As some of you may know, there is an event going on in the United States called the Democratic National Convention. Occuring every four years, it is a stunning display of banality, stupidity, and money being thrown down a hole by a mixture of rich idiots, special interest groups, and corporations. This is accompanied by breathless coverage in newspapers and on cable TV, desperately searching for "storylines" so that they can actually try and make it interesting, with little success. One really can't blame them, the challenge seems akin to hyping up a game of curling at the Special Olympics. No matter how many interviews you do, they're still retards doing things no one actually cares about.
One of its chief flaws seems to be that it is an event at which nothing actually happens, but the people there go through the motions as if something is actually happening. Most of the people there are from state delegations, which consist of stupid assholes wearing "funny" hats, so that they can bring their inner douche even more strongly to the surface.
These delegates pretend like they're doing important things by voting for the guy that already won. Some of them are butthurt supporters of Hillary Clinton, who care an awful lot about her name being put forward as a Presidential Candidate as a symbolic recognition that she's a really evil bitch who almost got to be President. This was the closest thing yesterday to actual drama, as there was some question whether or not the DNC would actually do this, or just tell her crybaby supporters to shut the fuck up. Though I haven't really checked because I don't care, I think the DNC actually did put her name in. Excitement!
Outside the convention, batshit commie protesters walk around with signs, sing songs, dress up as fucking turtles, and do a bunch of other stupid shit so that they can feel like they're actually accomplishing something. Hey, fucking hippies, want to make your point and entertain me? Quit being a bunch of pussies and actually start a real riot, you fucking suburbanites. You act hardcore, but we all know you're actually too bourgeoisie to light some cars on fire. I'm calling you out, even you "black bloc" types that think you're really scary and dangerous.
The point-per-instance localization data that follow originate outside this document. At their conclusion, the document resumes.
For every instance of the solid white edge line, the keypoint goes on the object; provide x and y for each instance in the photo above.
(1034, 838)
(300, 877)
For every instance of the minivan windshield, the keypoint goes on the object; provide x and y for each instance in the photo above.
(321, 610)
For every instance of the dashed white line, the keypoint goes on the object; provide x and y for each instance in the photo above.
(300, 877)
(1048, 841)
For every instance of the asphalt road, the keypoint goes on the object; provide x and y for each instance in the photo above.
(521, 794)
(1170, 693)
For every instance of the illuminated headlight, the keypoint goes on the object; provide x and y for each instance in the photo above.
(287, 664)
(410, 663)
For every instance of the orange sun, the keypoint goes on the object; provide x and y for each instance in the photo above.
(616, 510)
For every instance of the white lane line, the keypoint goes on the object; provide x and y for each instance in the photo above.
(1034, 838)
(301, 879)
All I ever see you do is throw some rocks. I bet the cops have a good laugh deflecting your pitiful attacks, before surrounding you in full body armor and riot shields, and beating the fuck out of you as you thrash on the pavement and claw at your tear gassed eyes, crying about police brutality.
For an event that costs over $160 million, I really think there should be more entertainment value than this. I am, however, holding out some hope. Barack Obama is set to give a rousing speech to 80,000 plus packed in to a football stadium, a spectacle which might actually rival the Nazis at Nuremberg.
If you haven't seen Triumph of the Will, go rent it, its an excellent documentary about the best political convention ever. Even it has its boring parts to fast forward through as old, unexciting assholes talk, but Goebells and Hitler are fucking gold.
I'm hoping Obama can summon up some of the same cult of personality fervor in that arena. After all, they did love him in Germany, and since they also liked Adolf and JFK, Barack is in good company among the most charismatic politicians of all time. I can picture women holding up their babies to him, and then probably fainting, sending their soft little heads crashing to the floor before they trod underfoot by the mob rushing forward to just touch Obama's hand as he enters the arena. Oh, that could be beautiful.
But I really doubt it. No one can give a good speech anymore, every word is too carefully calibrated and drained of all strength and vigor. Today's politicians reflect that, they're either effeminate like Obama, or probably too old to actually fuck, like John McCain, who if elected will die from complications of Viagra. I mean, can you actually picture Barack Obama getting an erection and fucking his wife? How were those children produced?
So, tonight, Obama gives his speech in the arena. Maybe tune in for that, it might be worth watching. Get in your best approximation of a fascist uniform, and give Barack a real nice and right arm salute when he takes the stage. Or if fascism isn't your style, go with the messianic angle. Maybe build a shrine and burn some candles. Get in to it! Have fun! Yes you can!